Bambini iperattivi, oltre le polemiche

Un recente convegno ha provato a fare luce sul disturbo da deficit di attenzione (ADHD), che colpisce soprattutto i bambini e gli adolescenti. Diffusione, diagnosi e terapie.

Dall'infanzia all'età adulta, passando per l'adolescenza

11/05/2012

L’ADHD risulta uno tra i disturbi psichiatrici più comuni e diffusi tra i bambini e gli adolescenti, sebbene ancora sotto-diagnosticato e non sempre adeguatamente trattato. Ecco qualche dato significativo: l’incidenza mondiale è pari al 5,3%, quella relativa all’Unione Europea si assesta attorno al 5%. Tenendo conto della distribuzione in percentuale, si può ipotizzare, dunque, che circa 5 milioni di bambini e adolescenti in Europa siano affetti da ADHD.

In Italia, tenendo conto di studi svolti tra il 1993 e il 2003, per la popolazione che va dai 6 e ai 18 anni si è riscontrata un’incidenza del disturbo pari all’1% (dove la frequenza maggiore si registra più per i maschi che per le femmine): si contano, dunque, circa 75.000 casi di ADHD. Di questi, tuttavia, solo 3.000 (4%), o poco più, vengono accertati con accuratezza all’interno di una diagnosi. Siamo lontani da ciò che accade in altri Paesi europei.
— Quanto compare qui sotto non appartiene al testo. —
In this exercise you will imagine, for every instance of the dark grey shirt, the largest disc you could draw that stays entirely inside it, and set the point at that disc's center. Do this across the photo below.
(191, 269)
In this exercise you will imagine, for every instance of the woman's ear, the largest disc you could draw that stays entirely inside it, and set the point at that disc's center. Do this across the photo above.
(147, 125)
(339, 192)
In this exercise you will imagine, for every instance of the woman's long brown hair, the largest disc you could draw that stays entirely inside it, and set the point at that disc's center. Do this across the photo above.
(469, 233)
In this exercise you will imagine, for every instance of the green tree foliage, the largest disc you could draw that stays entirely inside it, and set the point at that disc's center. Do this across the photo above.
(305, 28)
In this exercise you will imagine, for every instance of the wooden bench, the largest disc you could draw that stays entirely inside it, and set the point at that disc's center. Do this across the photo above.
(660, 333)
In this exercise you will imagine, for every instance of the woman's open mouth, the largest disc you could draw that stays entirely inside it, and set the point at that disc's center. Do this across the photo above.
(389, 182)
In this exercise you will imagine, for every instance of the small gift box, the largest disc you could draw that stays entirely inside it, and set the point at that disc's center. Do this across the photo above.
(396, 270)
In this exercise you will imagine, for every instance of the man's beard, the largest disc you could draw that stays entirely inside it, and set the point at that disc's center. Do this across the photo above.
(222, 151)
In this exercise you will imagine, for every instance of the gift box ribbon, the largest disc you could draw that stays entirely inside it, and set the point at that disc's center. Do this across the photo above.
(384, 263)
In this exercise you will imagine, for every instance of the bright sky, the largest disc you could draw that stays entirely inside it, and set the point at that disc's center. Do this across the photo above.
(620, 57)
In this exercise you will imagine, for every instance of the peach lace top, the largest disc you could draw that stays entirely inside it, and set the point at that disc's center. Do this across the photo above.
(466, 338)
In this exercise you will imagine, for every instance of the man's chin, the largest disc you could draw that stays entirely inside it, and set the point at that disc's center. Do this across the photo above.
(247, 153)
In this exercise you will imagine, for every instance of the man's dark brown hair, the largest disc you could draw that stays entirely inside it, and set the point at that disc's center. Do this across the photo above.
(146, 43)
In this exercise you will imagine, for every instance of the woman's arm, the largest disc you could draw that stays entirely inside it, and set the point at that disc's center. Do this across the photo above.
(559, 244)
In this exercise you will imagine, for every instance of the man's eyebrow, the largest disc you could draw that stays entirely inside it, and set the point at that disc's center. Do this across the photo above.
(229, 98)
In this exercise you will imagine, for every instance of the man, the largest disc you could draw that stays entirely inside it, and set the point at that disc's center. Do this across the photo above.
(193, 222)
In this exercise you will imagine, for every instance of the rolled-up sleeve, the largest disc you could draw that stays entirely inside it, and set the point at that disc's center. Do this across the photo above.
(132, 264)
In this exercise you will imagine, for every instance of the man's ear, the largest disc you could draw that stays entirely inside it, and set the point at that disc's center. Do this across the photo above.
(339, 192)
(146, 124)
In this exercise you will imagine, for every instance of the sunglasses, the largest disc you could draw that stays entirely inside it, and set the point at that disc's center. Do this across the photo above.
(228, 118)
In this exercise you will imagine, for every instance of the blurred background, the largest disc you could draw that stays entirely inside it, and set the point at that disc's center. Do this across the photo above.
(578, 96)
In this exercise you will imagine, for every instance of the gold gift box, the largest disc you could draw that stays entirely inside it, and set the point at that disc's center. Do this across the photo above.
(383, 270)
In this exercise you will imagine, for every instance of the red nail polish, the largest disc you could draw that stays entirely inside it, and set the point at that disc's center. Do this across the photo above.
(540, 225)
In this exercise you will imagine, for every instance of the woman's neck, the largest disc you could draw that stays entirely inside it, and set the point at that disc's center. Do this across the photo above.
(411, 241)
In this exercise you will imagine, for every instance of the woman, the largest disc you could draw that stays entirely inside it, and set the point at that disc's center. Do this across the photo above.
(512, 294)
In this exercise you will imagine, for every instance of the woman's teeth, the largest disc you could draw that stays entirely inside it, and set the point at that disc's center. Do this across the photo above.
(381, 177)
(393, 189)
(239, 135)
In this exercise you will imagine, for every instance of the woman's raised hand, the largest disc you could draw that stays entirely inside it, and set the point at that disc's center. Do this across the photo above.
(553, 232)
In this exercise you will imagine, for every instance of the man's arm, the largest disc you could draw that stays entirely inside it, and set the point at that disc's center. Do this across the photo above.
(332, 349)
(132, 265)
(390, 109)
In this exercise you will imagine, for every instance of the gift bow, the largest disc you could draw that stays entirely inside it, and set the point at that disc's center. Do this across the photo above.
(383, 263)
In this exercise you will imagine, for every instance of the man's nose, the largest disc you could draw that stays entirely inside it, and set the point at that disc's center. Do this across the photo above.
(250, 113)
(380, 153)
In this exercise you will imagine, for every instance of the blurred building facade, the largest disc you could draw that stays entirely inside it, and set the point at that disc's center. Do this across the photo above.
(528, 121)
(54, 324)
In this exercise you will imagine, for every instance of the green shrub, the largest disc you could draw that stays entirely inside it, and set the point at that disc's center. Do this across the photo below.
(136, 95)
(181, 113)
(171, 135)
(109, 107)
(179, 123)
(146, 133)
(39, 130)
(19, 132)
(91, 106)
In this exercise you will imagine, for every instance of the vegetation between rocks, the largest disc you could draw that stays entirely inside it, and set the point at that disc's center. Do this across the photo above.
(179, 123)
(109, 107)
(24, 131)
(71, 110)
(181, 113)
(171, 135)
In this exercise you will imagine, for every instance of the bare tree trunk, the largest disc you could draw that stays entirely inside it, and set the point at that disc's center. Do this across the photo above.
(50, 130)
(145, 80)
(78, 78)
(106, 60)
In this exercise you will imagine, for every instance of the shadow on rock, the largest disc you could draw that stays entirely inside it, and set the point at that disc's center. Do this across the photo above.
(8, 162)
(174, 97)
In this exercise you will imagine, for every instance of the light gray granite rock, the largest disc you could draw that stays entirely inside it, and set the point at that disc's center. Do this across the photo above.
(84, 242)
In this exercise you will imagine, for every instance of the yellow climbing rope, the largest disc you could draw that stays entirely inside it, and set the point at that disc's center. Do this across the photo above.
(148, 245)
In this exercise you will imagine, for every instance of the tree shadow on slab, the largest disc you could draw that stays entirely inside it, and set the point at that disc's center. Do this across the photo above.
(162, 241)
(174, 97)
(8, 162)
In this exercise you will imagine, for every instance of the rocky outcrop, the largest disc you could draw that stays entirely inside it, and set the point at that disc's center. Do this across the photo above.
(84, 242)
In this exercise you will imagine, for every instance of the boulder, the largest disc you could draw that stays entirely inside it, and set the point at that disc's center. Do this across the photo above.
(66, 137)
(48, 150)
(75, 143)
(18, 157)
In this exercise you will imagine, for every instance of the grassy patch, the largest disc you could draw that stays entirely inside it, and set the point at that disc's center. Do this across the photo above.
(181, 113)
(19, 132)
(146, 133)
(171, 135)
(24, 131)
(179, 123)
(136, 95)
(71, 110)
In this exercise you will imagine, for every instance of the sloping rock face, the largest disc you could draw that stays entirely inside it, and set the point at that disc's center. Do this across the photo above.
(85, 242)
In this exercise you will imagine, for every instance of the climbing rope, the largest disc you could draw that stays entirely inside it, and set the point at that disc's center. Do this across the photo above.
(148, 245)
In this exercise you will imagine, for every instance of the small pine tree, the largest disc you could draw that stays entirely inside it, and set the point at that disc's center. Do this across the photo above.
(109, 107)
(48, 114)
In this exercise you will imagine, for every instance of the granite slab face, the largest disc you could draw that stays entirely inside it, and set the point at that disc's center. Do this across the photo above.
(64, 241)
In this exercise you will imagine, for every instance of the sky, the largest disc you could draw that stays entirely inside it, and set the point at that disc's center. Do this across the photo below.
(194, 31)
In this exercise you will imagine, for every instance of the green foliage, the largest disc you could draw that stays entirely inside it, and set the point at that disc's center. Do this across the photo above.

In Francia, ad esempio, rispetto a una stima di 473.408 segnalazioni, si raggiunge una diagnosi completa nel 17% dei casi (80.479); mentre in Spagna, su una percentuale stimata del 5% sull’intera popolazione infantile e adolescenziale, si effettua una diagnosi nel 59% dei casi.
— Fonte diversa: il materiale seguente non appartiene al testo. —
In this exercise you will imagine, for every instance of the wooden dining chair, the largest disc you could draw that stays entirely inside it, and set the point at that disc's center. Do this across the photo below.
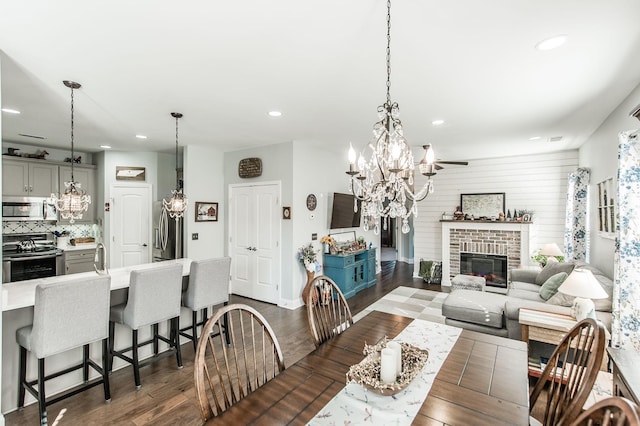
(613, 411)
(226, 373)
(327, 310)
(571, 372)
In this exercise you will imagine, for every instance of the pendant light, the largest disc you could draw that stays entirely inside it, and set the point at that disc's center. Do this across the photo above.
(385, 183)
(74, 201)
(177, 204)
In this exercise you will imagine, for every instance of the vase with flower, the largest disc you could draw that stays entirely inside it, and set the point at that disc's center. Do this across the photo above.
(307, 255)
(327, 242)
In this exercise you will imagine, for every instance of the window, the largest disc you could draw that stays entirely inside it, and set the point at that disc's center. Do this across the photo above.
(606, 208)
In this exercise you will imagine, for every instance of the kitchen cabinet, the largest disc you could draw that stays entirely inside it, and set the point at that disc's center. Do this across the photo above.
(86, 176)
(351, 272)
(28, 178)
(78, 260)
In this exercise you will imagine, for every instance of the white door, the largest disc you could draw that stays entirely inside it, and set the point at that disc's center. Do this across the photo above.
(130, 226)
(254, 241)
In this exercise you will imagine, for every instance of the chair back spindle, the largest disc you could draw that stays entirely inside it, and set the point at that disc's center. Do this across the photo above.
(327, 310)
(225, 374)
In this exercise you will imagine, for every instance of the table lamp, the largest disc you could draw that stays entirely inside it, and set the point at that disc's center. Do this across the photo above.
(551, 250)
(582, 284)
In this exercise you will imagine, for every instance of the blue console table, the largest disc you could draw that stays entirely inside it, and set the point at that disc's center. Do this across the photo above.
(352, 272)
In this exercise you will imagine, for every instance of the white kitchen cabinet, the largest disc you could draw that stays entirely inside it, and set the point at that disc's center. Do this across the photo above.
(26, 178)
(86, 176)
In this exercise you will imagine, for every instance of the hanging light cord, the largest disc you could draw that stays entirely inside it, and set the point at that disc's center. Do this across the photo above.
(177, 179)
(389, 52)
(72, 150)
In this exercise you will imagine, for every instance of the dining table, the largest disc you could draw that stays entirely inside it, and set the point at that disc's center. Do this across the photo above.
(482, 380)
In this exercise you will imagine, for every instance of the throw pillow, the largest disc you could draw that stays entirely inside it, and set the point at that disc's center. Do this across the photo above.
(550, 287)
(553, 268)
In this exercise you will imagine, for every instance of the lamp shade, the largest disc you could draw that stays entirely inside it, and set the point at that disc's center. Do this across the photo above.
(582, 283)
(551, 249)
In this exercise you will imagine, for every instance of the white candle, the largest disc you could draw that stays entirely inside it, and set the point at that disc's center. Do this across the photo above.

L’ADHD si rintraccia più frequentemente nei maschi che nelle femmine, anche se queste ultime presentano alcune differenze nelle modalità in cui la patologia si manifesta. Rispetto ai bambini, infatti, le bambine hanno meno probabilità di mostrare comportamenti dirompenti e difficoltà nell’apprendimento. Questo aspetto, a volte, potrebbe rallentare il processo diagnostico.

Ma il disturbo da deficit di attenzione non si arresta all’età infantile. Un frequente luogo comune lo dipinge come una problematica che può affliggere solo i bambini. Invece, dagli ultimi studi epidemiologici internazionali a nostra disposizione, risulta colpire anche circa il 2% della popolazione mondiale adulta. E, inoltre, un’elevata percentuale di bambini con ADHD (attorno al 65%) può mantenere gli stessi sintomi anche in età adolescenziale e adulta. «Nonostante per molti anni il suo impatto sulla vita adulta sia stato sottovalutato, è ormai ampiamente dimostrato che il disturbo si protrae ben oltre l’adolescenza», spiega con più attenzione Claudio Mencacci, Direttore del Dipartimento di Neuroscienze dell’Azienda Ospedaliera Fatebenefratelli di Milano, intervenuto il 18 aprile scorso a Milano al Convegno: Facciamo luce sull’ADHD. Come diagnosticare e gestire il Disturbo da Deficit di Attenzione e Iperattività nel bambino e nell’adulto. «Un bambino con ADHD, se non curato, può diventare un adolescente con disturbi della condotta sociale, con conseguenze anche di carattere penale, e una possibile predisposizione a patologie correlate e all’abuso di sostanze psicotrope» precisa Claudio Mencacci. Dall’età infantile a quella adulta, quindi, «l’ADHD permane, in forma conclamata, in circa il 15% dei pazienti e come presenza di sintomi minori nel 50%, mentre la remissione totale del disturbo si stima solo nel 35% dei casi. La prevalenza negli adulti è intorno al 3-4%».   

In una rassegna che ha sintetizzato i risultati di circa 340 ricerche pubblicate, infine, risulta che i pazienti con ADHD non adeguatamente trattati mostrano, con la crescita, un impatto negativo a lungo termine in tutte le principali attività della vita come la scuola, l’apprendimento e l’istruzione (la difficoltà nello studio e il conseguente abbandono raggiungono quote elevatissime in questi soggetti), il lavoro, il comportamento, le funzioni sociali, l’autostima e la salute nel suo complesso.